Im Mandala begegnet der Mensch seiner inneren und damit zugleich auch seiner äusseren Welt, die hier als Klang, Licht, Farbe, Form, Bild, meditatives Erlebnis, Rhythmus und Melodie dargestellt wird. Es zeigt sich der Weg der Entfaltung und Wiedereinschmelzung im Verlauf des Bewusstwerdungsprozesses der wahren Natur des menschlichen Seins.
Traditionell werden Mandalas auf in Seide gerahmte Bildrollen (Thangkas) gemalt, mit farbigem Sand gezeichnet, durch Reishäufchen dargestellt oder dreidimensional aus Metall gegossen.
Die Fünf Dhyâni-Buddhas sind Vairocana, Akshobhya, Ratnasambhava, Amitâbha und Amoghasiddhi. Gemäss Auffassung tibetischer Buddhisten hat Adi-Buddha -- das primordiale und höchste Wesen -- die Dhyâni-Buddhas durch die Kraft seiner Meditation geschaffen.
Die Fünf Dhyâni-Buddhas werden im Verlauf einer Meditation visualiert. Die Herkunft des Wortes Dhyâni' ist im Sanskritwort dhyâna' zu finden, das Meditation' bedeutet. Die Dhyâni-Buddhas sind keine historische Gestalten wie etwa Gautama Buddha, sondern Symbole meditativer Verwirklichung höherer Bewusstseinszustände.

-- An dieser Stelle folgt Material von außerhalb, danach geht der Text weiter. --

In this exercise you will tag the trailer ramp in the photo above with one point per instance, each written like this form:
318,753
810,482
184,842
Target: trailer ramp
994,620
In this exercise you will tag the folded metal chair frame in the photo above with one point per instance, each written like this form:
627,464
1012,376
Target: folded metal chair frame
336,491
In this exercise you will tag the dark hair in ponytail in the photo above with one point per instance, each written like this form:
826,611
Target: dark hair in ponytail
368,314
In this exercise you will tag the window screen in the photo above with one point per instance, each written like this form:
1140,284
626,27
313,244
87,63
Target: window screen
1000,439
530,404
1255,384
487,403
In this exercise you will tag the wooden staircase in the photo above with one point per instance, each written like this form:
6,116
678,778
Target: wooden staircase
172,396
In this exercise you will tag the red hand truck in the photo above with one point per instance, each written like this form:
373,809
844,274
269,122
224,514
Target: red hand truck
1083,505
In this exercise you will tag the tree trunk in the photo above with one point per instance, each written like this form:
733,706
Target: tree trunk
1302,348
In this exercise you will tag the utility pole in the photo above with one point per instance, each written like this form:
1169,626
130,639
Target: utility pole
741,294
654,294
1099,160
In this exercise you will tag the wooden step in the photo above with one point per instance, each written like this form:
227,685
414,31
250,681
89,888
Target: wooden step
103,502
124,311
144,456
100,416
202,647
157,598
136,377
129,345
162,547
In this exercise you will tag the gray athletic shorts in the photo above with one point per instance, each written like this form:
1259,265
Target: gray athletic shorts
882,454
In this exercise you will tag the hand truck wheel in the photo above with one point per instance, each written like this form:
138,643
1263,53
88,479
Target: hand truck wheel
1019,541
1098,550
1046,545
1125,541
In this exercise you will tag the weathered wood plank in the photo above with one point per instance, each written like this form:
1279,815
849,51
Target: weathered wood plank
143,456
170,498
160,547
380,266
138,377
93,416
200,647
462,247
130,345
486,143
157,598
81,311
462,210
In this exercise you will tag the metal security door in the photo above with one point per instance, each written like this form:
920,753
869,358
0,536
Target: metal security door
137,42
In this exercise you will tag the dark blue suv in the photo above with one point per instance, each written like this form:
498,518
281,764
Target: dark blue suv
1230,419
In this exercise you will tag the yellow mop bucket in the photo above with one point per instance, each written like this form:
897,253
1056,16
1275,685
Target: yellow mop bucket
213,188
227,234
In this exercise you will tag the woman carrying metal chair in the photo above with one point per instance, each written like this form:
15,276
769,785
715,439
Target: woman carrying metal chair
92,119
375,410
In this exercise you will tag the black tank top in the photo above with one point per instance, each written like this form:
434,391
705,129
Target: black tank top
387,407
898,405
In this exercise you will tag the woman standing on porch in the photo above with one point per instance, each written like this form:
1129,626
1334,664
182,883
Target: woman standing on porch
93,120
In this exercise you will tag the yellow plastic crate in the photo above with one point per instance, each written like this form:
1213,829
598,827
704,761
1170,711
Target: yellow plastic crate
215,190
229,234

Der durch Dhyâni-Buddhas im Mandala aufgezeigte Weg ist nicht ein Pfad der Sanftheit und der friedvollen Gefühle, sondern ein Weg über "schreckensvolle Abgründe", d.h. ein Weg, der den Menschen direkt mit den Abgründen des Seins, der Leiden und Leidenschaften konfrontiert. Unterwegs sind manchmal auch heroische Kämpfe zu bestehen, denn es kommt durchaus zu Begegnungen mit "bluttrinkenden Gottheiten" und "dunklen Schatten". Diese Meditation ist somit eine "totale Herausforderung" und lässt sich nicht einfach nur nebenbei erledigen.

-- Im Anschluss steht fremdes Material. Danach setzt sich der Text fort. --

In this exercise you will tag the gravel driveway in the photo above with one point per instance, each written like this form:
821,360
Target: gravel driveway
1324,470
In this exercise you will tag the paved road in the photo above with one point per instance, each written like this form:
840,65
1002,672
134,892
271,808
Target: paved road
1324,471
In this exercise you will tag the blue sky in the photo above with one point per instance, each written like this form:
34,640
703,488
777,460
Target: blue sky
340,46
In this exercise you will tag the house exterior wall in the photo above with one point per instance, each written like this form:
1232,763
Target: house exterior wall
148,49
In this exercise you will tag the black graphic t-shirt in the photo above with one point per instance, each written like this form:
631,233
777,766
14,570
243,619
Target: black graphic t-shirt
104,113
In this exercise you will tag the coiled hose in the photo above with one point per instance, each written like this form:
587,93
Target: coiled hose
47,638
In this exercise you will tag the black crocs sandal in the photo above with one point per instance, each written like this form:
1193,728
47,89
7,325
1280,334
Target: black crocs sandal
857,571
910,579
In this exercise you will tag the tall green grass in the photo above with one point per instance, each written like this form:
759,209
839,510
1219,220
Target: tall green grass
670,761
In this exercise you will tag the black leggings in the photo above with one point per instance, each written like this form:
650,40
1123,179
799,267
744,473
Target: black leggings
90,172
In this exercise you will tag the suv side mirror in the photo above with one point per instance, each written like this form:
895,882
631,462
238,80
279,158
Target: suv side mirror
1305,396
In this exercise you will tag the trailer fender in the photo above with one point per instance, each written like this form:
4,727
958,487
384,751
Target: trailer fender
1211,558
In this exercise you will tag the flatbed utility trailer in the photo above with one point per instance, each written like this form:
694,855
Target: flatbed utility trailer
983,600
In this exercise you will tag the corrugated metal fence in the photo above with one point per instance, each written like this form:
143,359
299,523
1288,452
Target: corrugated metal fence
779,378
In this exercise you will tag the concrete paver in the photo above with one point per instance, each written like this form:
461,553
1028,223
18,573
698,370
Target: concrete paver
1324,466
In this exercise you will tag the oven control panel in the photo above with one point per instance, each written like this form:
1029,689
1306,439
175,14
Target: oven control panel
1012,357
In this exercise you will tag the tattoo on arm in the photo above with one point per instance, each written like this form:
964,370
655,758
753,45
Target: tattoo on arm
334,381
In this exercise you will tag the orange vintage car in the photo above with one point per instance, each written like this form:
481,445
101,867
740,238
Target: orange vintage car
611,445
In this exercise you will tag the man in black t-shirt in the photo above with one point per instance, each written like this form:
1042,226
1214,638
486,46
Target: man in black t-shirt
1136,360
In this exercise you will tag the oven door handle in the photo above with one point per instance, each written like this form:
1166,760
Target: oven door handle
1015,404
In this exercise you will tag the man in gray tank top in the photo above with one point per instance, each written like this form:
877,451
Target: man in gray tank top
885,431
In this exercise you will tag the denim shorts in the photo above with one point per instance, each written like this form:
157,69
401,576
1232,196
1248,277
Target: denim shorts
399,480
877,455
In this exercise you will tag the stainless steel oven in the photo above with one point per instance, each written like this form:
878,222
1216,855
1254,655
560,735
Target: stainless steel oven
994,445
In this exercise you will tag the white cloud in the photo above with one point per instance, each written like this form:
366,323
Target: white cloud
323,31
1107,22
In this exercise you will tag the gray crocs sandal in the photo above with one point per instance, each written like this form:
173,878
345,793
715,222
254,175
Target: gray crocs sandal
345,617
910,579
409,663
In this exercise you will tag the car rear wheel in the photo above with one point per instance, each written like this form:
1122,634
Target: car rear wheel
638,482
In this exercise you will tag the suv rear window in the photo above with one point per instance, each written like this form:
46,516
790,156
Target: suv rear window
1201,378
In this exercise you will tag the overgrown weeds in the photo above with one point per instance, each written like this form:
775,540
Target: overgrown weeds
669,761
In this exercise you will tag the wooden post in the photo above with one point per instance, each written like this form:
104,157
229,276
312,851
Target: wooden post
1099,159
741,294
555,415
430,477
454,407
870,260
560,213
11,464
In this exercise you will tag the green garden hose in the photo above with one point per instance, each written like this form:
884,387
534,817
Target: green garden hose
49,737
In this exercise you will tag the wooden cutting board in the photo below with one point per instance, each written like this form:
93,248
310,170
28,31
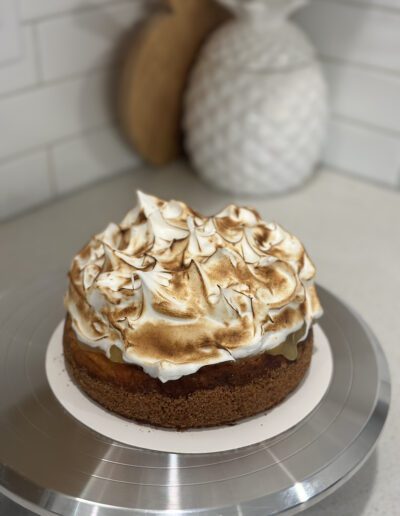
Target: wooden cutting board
154,74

Jeder der fünf Dhyâni-Buddhas wird mit bestimmten Eigenschaften und Symbolen assoziiert und verkörpert eine der fünf Weisheiten. Diese Weisheiten wirken den fünf tödlichen Giften entgegen, die für die geistige Entwicklung des Menschen äusserst gefährlich sind, weil sie ihn an die weltliche Existenz bzw. die Eindimensionalkität der physisch-materiellen Seins- und Sichtweise binden.

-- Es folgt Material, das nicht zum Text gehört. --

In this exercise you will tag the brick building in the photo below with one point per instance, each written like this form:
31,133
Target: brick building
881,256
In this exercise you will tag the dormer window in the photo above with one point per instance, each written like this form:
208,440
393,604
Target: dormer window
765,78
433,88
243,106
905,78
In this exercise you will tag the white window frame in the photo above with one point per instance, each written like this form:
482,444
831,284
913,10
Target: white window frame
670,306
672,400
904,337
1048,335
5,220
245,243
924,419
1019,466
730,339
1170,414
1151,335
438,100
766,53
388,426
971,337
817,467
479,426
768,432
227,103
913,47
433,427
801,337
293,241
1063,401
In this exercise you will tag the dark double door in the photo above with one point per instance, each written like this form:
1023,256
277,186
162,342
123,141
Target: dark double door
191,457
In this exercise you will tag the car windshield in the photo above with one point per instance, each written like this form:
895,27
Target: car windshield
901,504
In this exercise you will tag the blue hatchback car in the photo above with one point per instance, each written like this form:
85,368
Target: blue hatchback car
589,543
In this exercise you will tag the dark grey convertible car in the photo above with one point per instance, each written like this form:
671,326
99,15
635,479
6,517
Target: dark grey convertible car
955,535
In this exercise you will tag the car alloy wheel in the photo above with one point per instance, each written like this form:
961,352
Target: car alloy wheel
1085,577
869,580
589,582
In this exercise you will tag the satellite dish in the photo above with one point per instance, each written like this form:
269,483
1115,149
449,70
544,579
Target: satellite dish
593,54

Durch die Zuordnung der Dhyâni-Buddhas zu den fünf Himmelsrichtungen sind sie als Herrscher der fünf kosmischen Bereiche "Äther, Wasser, Erde, Feuer und Luft" gekennzeichnet. Ausserdem personifizieren sie die fünf Skandhas. Diese sind sowohl integrierende Teile des kosmischen Seins als auch Bestandteile der menschlichen Persönlichkeit. Es handelt es sich hierbei um:a) die gestaltende, zur manifest-körperlichen Ausprägung der Elemente führende Form- und Strukturgebung (rûpa),
b) die gefühlsmässig wertende Empfindung (vedanâ),
c) die einordnende Wahrnehmung der Sinnesobjekte (samjñâ),
d) die existenz- und gestaltgebende Willens- bzw. Bildekraft (samskâra) und
e) das Bewusstsein bzw. die Bewusstheit (vijñâna).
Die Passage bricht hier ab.